Cardiac catheterization (cath)- this procedure injects a dye into the veins that are then circulated through the heart arteries to try to detect areas of blockage. If coronary artery blockage is found, then angioplasty (balloon expansion) with or without stents can often be performed to open up the blockage. Stents are basically permanent tubes placed in the area of blockage after the balloon has opened the blocked artery. Stents can be “drug eluding”, meaning they contain a drug designed into the stent that helps prevent re-closure of the artery. There are limitations to angioplasty depending on blockage size, location, accessibility, etc). If angioplasty cannot be performed due to different reasons, then CABG (Coronary Artery Bypass Grafting) or medication management is usually the alternative.
Imaging- Coronary CT scans are often used, along with echocardiograms and chest x-rays.
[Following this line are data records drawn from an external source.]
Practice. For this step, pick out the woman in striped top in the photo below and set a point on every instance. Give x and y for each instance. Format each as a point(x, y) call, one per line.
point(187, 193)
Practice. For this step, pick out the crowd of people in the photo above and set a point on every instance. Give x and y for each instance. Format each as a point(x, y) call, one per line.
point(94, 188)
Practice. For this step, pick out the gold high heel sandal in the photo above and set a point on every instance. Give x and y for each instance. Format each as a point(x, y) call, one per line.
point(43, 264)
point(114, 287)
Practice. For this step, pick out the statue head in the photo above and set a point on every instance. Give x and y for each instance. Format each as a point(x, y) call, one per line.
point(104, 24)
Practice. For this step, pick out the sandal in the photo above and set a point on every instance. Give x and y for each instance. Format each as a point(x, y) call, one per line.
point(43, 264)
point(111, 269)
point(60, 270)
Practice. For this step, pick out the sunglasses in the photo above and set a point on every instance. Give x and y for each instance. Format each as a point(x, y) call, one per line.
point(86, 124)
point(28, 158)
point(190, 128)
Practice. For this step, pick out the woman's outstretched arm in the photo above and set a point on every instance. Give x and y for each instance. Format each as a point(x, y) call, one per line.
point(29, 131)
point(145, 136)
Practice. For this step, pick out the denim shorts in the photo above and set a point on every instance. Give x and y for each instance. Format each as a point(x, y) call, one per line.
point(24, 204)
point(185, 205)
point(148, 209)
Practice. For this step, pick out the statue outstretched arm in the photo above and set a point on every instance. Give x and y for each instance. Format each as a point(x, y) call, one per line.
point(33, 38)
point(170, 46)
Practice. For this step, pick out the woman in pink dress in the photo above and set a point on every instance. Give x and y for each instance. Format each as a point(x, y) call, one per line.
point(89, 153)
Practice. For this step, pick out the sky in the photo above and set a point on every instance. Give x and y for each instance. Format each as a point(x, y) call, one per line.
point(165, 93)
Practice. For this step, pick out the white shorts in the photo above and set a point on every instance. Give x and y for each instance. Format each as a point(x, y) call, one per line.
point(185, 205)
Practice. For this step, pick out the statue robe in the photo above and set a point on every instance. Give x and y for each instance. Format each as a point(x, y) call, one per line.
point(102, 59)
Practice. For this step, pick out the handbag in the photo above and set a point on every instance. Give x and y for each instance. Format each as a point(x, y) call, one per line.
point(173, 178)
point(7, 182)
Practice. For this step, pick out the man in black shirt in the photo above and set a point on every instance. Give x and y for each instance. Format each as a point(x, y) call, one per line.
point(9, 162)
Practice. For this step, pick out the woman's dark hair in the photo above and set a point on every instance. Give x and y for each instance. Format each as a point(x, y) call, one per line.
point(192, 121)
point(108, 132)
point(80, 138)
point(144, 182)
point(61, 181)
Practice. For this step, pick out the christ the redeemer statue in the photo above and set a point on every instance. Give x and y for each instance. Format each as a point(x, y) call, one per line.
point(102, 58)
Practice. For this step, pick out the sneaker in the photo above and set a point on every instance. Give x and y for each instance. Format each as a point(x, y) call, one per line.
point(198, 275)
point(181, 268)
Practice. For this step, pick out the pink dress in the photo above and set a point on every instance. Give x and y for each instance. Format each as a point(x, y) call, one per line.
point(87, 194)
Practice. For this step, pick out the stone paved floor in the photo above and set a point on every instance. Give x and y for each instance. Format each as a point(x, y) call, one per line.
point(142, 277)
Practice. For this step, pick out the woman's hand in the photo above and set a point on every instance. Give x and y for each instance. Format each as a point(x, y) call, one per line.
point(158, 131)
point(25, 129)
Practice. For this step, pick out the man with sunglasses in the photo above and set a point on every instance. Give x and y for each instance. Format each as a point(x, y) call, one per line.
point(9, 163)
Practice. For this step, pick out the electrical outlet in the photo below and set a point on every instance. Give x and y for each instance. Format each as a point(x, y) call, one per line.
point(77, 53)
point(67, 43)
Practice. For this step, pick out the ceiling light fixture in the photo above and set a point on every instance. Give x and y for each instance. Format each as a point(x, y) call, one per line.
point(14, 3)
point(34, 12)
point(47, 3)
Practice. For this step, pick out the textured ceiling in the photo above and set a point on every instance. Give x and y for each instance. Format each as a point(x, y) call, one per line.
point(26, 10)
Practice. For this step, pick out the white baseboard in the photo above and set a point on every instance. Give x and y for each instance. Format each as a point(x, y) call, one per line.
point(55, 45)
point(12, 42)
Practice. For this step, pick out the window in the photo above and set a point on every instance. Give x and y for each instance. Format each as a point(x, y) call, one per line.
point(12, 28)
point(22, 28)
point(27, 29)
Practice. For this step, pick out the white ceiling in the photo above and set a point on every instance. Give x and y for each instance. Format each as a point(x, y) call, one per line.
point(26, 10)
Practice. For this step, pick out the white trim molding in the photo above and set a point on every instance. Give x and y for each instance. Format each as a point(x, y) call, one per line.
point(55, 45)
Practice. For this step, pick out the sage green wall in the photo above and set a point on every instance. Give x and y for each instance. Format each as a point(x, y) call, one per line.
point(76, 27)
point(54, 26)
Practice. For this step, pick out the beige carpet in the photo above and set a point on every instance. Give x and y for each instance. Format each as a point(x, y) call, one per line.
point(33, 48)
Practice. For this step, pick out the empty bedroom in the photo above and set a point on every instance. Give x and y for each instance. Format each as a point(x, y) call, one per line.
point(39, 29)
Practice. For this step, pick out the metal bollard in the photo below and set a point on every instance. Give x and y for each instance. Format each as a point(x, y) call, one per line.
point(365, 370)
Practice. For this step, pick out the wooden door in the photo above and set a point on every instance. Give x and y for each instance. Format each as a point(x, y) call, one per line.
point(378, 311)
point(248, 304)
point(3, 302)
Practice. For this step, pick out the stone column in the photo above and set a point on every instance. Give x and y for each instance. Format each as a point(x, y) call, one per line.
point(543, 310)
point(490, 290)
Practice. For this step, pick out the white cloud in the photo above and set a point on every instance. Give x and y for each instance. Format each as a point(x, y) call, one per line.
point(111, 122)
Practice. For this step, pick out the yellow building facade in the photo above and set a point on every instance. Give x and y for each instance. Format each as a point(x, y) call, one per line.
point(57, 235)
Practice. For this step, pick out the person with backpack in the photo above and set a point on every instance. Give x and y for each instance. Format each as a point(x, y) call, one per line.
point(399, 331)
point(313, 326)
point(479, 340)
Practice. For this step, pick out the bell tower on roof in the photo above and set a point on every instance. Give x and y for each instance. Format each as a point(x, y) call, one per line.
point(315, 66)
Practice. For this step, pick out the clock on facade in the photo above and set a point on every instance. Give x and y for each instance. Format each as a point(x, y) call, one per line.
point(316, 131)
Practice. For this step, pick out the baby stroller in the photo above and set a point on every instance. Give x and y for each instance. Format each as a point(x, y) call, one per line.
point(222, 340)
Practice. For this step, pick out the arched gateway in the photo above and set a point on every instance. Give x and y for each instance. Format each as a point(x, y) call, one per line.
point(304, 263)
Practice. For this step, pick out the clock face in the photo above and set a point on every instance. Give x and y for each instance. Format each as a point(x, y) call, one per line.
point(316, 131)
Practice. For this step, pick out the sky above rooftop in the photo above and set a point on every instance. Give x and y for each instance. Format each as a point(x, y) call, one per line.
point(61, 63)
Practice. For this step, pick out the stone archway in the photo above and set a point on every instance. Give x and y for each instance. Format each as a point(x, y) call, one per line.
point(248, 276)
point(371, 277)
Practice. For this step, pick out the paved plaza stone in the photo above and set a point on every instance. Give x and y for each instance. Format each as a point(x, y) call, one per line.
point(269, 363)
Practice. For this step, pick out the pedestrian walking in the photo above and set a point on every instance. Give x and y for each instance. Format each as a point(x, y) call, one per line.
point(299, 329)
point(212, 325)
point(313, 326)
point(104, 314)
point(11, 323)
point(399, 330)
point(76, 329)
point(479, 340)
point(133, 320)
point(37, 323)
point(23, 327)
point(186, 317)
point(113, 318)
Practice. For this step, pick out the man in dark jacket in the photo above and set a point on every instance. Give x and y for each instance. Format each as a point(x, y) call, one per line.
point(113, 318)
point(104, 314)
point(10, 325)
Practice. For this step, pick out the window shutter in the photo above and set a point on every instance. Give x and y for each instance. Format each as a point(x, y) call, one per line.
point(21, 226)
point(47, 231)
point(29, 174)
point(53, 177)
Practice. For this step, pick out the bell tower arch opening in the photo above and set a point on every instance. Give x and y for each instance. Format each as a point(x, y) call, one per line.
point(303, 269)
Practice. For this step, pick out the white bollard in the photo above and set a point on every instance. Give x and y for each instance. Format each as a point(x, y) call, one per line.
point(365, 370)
Blood tests- certain blood tests can be helpful in evaluating heart disease, such as BNP (B type Natriuretic Peptide) in helping diagnose and manage CHF.
Heart Disease and RPM
Managing cardiovascular disease (CVD) with remote patient monitoring (RPM) has shown significant improvement in patient outcomes. Data indicate that the use of RPM devices can lead to reductions in blood pressure, predict CHF decompensation, and detect arrhythmias early to enable faster interventions. RPM has also been shown to detect early indications of infection (such as Covid-19) using both temperature and RR (Respiratory Rate) monitors, worsening signs of COPD, and other disease states. There are multiple studies indicating overall cost reductions, improved patient outcomes, and increased patient satisfaction using RPM in most all of these conditions.